I am running a Flask application (fewer users, organization level). I have a high-end machine, with 72 cores and 515703MB RAM.
I am currently running my application as (no nginx):
gunicorn --workers=10 --threads=12 -b 0.0.0.0:5000 "run:app" --access-logfile user_activity_logs/user_activity.log --preload
i.e. 120 process threads (Ideally, there is flexibility ~ 2*72 + 1 process threads).
There is a paginate API that needs to send huge data approx 60-70MB of rows from a CSV in small chunks of 1-2 MB.
For these, I am sending n (no. of pages) requests in parallel from Frontend. But on some dates, n is around 25-30 pages or even more.

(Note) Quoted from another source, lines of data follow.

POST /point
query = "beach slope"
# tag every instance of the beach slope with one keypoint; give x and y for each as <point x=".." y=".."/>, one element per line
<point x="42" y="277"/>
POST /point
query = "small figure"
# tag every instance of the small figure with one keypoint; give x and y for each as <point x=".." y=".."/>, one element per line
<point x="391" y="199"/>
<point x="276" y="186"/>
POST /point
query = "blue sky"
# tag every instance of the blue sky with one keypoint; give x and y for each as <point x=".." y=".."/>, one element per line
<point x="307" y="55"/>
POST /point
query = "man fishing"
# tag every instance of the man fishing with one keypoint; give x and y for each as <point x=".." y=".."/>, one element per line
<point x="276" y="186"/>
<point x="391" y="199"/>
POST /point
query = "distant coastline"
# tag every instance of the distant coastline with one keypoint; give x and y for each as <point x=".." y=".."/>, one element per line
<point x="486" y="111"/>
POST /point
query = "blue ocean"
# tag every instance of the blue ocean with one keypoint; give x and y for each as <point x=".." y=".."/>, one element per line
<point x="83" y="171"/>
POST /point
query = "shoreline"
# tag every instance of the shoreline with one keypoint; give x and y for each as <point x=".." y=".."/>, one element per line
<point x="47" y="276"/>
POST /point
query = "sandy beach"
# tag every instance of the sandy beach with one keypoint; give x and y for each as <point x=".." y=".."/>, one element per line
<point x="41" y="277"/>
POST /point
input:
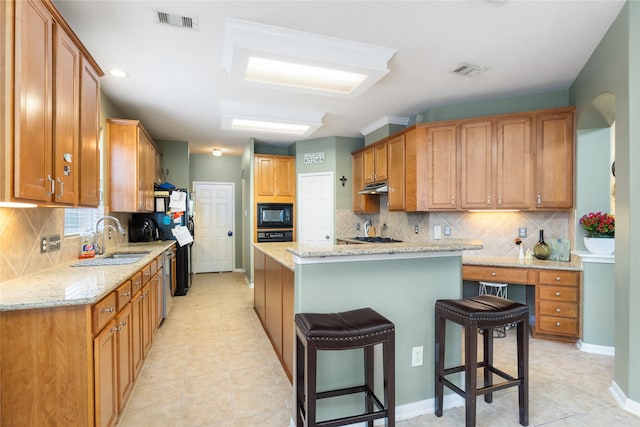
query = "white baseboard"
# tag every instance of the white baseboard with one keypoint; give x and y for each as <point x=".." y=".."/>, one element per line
<point x="596" y="349"/>
<point x="622" y="400"/>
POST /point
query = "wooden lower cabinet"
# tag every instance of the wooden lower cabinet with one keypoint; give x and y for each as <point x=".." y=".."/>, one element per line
<point x="77" y="364"/>
<point x="557" y="301"/>
<point x="276" y="294"/>
<point x="105" y="353"/>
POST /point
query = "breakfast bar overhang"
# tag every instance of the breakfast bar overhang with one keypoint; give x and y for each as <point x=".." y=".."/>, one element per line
<point x="400" y="281"/>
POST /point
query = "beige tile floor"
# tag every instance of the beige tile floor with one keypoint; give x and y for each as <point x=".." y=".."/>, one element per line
<point x="211" y="365"/>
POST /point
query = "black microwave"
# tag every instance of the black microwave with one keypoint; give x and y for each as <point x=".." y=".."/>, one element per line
<point x="275" y="215"/>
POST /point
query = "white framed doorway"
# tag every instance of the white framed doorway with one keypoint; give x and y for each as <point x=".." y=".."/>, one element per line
<point x="214" y="227"/>
<point x="316" y="208"/>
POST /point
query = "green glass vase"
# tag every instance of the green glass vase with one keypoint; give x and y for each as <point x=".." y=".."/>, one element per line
<point x="541" y="250"/>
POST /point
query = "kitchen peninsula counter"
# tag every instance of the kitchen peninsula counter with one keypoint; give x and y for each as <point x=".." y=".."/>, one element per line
<point x="401" y="281"/>
<point x="63" y="285"/>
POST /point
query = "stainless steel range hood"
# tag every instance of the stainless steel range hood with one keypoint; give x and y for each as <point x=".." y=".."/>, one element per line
<point x="377" y="188"/>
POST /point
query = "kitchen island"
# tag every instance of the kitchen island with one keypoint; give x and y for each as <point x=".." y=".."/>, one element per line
<point x="401" y="281"/>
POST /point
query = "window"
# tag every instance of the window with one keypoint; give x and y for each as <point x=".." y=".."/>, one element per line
<point x="79" y="220"/>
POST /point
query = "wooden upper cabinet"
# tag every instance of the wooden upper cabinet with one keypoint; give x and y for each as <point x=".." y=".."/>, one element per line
<point x="33" y="178"/>
<point x="496" y="161"/>
<point x="44" y="133"/>
<point x="442" y="181"/>
<point x="90" y="193"/>
<point x="375" y="163"/>
<point x="275" y="179"/>
<point x="396" y="173"/>
<point x="131" y="154"/>
<point x="66" y="121"/>
<point x="361" y="203"/>
<point x="554" y="159"/>
<point x="514" y="163"/>
<point x="477" y="166"/>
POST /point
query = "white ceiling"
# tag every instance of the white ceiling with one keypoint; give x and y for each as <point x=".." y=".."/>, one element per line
<point x="177" y="83"/>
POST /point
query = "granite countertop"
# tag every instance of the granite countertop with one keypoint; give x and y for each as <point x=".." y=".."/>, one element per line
<point x="63" y="285"/>
<point x="285" y="252"/>
<point x="497" y="261"/>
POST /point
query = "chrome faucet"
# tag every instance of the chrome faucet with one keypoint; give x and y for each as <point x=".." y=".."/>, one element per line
<point x="100" y="248"/>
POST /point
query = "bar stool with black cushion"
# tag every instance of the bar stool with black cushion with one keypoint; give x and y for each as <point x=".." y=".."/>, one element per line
<point x="362" y="328"/>
<point x="484" y="312"/>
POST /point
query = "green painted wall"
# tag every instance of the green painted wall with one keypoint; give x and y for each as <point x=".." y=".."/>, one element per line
<point x="614" y="67"/>
<point x="205" y="167"/>
<point x="404" y="291"/>
<point x="488" y="107"/>
<point x="175" y="158"/>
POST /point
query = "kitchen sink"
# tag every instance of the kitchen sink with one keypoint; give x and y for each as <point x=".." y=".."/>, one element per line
<point x="114" y="258"/>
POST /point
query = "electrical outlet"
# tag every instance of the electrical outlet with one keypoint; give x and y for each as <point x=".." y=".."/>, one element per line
<point x="417" y="356"/>
<point x="437" y="232"/>
<point x="522" y="232"/>
<point x="54" y="243"/>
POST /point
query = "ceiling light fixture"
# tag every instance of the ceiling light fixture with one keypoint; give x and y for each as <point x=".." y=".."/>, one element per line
<point x="270" y="120"/>
<point x="310" y="77"/>
<point x="118" y="73"/>
<point x="286" y="53"/>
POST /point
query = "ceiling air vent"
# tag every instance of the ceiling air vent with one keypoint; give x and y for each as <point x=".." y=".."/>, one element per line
<point x="176" y="20"/>
<point x="468" y="70"/>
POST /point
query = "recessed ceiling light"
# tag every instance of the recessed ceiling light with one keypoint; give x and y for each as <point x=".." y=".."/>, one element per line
<point x="118" y="73"/>
<point x="302" y="76"/>
<point x="271" y="127"/>
<point x="249" y="44"/>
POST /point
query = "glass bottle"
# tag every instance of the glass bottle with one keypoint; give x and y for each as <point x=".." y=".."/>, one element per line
<point x="541" y="250"/>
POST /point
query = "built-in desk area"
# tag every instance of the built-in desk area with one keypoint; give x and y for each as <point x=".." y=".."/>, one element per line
<point x="556" y="296"/>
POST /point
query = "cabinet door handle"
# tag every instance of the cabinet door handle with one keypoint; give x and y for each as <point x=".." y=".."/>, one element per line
<point x="53" y="185"/>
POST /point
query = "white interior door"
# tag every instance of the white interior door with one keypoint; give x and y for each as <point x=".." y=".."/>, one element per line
<point x="213" y="245"/>
<point x="316" y="208"/>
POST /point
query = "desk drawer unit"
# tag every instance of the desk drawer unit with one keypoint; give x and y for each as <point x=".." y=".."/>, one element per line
<point x="557" y="304"/>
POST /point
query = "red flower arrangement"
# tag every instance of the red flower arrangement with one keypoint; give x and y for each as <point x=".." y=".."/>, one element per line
<point x="599" y="224"/>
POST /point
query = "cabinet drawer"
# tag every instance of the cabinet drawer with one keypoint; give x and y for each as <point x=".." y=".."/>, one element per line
<point x="555" y="277"/>
<point x="496" y="274"/>
<point x="104" y="311"/>
<point x="123" y="295"/>
<point x="146" y="274"/>
<point x="558" y="308"/>
<point x="558" y="325"/>
<point x="136" y="283"/>
<point x="558" y="293"/>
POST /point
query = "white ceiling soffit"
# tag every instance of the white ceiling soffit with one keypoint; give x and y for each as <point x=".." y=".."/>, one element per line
<point x="290" y="117"/>
<point x="244" y="39"/>
<point x="383" y="121"/>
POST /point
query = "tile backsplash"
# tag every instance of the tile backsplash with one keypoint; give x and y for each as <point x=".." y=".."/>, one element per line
<point x="20" y="231"/>
<point x="497" y="230"/>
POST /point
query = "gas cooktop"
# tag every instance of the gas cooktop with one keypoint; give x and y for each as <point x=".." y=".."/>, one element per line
<point x="376" y="239"/>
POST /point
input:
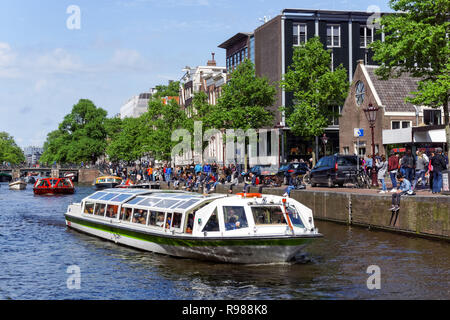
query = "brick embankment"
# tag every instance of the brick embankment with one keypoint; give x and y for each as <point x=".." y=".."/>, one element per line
<point x="423" y="215"/>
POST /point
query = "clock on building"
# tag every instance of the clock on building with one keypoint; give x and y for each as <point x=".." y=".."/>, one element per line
<point x="360" y="92"/>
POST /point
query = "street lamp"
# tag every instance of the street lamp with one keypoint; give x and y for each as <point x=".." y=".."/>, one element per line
<point x="371" y="115"/>
<point x="324" y="140"/>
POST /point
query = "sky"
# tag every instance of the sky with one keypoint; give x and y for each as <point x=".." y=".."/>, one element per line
<point x="55" y="52"/>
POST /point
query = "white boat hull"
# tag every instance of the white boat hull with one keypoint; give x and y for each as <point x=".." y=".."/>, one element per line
<point x="18" y="185"/>
<point x="184" y="246"/>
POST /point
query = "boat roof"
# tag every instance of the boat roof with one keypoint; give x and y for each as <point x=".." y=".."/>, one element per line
<point x="151" y="199"/>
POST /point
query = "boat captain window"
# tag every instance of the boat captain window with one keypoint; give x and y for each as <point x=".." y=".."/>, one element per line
<point x="234" y="217"/>
<point x="99" y="209"/>
<point x="268" y="215"/>
<point x="126" y="214"/>
<point x="89" y="207"/>
<point x="140" y="216"/>
<point x="213" y="222"/>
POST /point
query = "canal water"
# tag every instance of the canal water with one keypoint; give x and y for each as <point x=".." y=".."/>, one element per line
<point x="37" y="251"/>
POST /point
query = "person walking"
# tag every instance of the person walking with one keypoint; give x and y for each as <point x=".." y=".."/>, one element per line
<point x="382" y="166"/>
<point x="393" y="169"/>
<point x="439" y="165"/>
<point x="405" y="187"/>
<point x="421" y="167"/>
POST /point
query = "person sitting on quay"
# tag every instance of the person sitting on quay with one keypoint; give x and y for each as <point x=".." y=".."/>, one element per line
<point x="405" y="188"/>
<point x="438" y="163"/>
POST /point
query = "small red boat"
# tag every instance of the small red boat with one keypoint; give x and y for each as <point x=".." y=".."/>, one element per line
<point x="53" y="186"/>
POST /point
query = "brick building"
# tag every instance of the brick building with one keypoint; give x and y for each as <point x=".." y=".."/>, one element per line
<point x="395" y="117"/>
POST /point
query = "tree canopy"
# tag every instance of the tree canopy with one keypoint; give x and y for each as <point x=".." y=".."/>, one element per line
<point x="9" y="151"/>
<point x="316" y="89"/>
<point x="81" y="136"/>
<point x="244" y="101"/>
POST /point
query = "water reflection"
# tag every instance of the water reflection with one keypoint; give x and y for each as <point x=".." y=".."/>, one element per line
<point x="37" y="249"/>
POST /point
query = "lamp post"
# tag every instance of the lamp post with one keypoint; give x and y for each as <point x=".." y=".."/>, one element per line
<point x="371" y="115"/>
<point x="324" y="140"/>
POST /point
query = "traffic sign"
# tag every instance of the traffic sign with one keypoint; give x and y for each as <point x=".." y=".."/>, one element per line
<point x="358" y="132"/>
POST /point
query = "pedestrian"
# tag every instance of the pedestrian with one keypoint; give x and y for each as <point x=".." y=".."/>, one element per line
<point x="407" y="165"/>
<point x="382" y="166"/>
<point x="439" y="165"/>
<point x="393" y="169"/>
<point x="421" y="166"/>
<point x="405" y="187"/>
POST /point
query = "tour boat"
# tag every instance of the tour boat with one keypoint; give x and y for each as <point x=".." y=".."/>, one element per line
<point x="107" y="182"/>
<point x="53" y="186"/>
<point x="227" y="228"/>
<point x="18" y="185"/>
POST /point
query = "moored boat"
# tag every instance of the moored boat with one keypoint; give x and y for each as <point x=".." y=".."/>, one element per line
<point x="18" y="185"/>
<point x="107" y="182"/>
<point x="235" y="229"/>
<point x="53" y="186"/>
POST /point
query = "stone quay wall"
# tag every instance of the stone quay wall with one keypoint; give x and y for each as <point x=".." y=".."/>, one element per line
<point x="423" y="216"/>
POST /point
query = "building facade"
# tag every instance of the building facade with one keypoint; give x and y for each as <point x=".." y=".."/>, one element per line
<point x="346" y="34"/>
<point x="398" y="123"/>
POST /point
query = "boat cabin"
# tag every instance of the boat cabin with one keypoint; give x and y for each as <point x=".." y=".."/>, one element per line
<point x="193" y="214"/>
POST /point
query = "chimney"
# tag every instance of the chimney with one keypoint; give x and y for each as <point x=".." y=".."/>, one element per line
<point x="211" y="62"/>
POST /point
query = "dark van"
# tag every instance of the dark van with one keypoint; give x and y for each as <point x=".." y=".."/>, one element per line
<point x="336" y="169"/>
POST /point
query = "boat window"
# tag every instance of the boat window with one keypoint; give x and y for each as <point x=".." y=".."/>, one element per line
<point x="159" y="220"/>
<point x="234" y="217"/>
<point x="168" y="220"/>
<point x="126" y="214"/>
<point x="99" y="209"/>
<point x="213" y="222"/>
<point x="111" y="211"/>
<point x="89" y="207"/>
<point x="190" y="223"/>
<point x="140" y="216"/>
<point x="176" y="220"/>
<point x="268" y="215"/>
<point x="108" y="196"/>
<point x="135" y="200"/>
<point x="295" y="217"/>
<point x="165" y="203"/>
<point x="121" y="197"/>
<point x="43" y="183"/>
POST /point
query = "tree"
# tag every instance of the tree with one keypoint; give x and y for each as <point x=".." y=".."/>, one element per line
<point x="316" y="89"/>
<point x="126" y="139"/>
<point x="9" y="151"/>
<point x="417" y="42"/>
<point x="244" y="101"/>
<point x="81" y="136"/>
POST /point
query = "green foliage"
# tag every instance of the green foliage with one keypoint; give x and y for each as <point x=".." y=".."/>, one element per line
<point x="9" y="151"/>
<point x="316" y="89"/>
<point x="416" y="42"/>
<point x="244" y="101"/>
<point x="81" y="136"/>
<point x="126" y="140"/>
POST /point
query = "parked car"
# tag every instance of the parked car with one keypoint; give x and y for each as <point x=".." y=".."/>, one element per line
<point x="335" y="169"/>
<point x="294" y="168"/>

From networks and htop, what I am seeing is initial 4 requests seem to be fast and parallel, but the later requests follow less speed and follow a pattern i.e. around 4 requests at a time in parallel and keep remaining pending.
Frontend Code:
const page_size = 20000;
async function fetchInitDetails() {
return await fetchApi('/paginate-refdata/init', {
"method": "GET",
"data": {
'date': $('#date').val(),
'exchange': $('#exchange').val(),
'page_size': page_size
}
})
}
async function fetchAllPages(initDetails) {
let columns = [];
for (let i = 0; i < show_columns.length; i++) {
if (initDetails.columns.includes(show_columns[i])) {
if(show_columns[i] == 'expiry_date') {
columns.push({
headerName: titleCase(show_columns[i]),
field: show_columns[i],
filter: 'agTextColumnFilter',
minWidth: 150,
sort: 'desc',
sortIndex: 0
})
} else {
columns.push({
headerName: titleCase(show_columns[i]),
field: show_columns[i],
filter: 'agTextColumnFilter',
minWidth: 150,
})
}
}
}
for (let i = 0; i < initDetails.columns.length; i++) {
if (!show_columns.includes(initDetails.columns[i])) {
columns.push({
headerName: titleCase(initDetails.columns[i]),
field: initDetails.columns[i],
filter: 'agTextColumnFilter',
minWidth: 150,
hide: true
})
}
}
grid.ref_db.gridOptions.columnDefs = columns;
const { total_pages } = initDetails;
const parallelRequests = Array.from({ length: total_pages }, (_, index) => index + 1);
let pages = 1;
// (data.total - data.cnt) / 15000 * 10
const responses = await Promise.all(parallelRequests.map(async (page) => {
const response = await fetchApi('/paginate-refdata', {
"method": "GET",
"data": {
'date': $('#date').val(),
'exchange': $('#exchange').val(),
'page_size': page_size,
'page': page
}
});
show_loader(pages/initDetails.total_pages * 100, (initDetails.total_pages - pages++) * 1.2, rerender_html=false);
// pages++;
return response;
}));
return responses;
}
fetchInitDetails()
.then(initDetails => fetchAllPages(initDetails))
.then(responses => {
let rows_data = []
for(let i=0;i<responses.length;i++) {
for(let j=0;j<responses[i]['data'].length;j++) {
rows_data.push(responses[i]['data'][j]);
}
}
grid['ref_db'].renderGrid(rows_data);
Swal.fire({
toast: true,
position: 'bottom',
icon: 'success',
title: 'Data loaded',
showConfirmButton: false,
timer: 5000,
});
})
.catch(error => {
grid['ref_db'].renderGrid([]);
})
.finally(() => {
onclose();
})
Backend Code:
@blueprint.route('/paginate-refdata')
@login_required
def paginate_refdata():
try:
date = request.args['date'].replace('-', '')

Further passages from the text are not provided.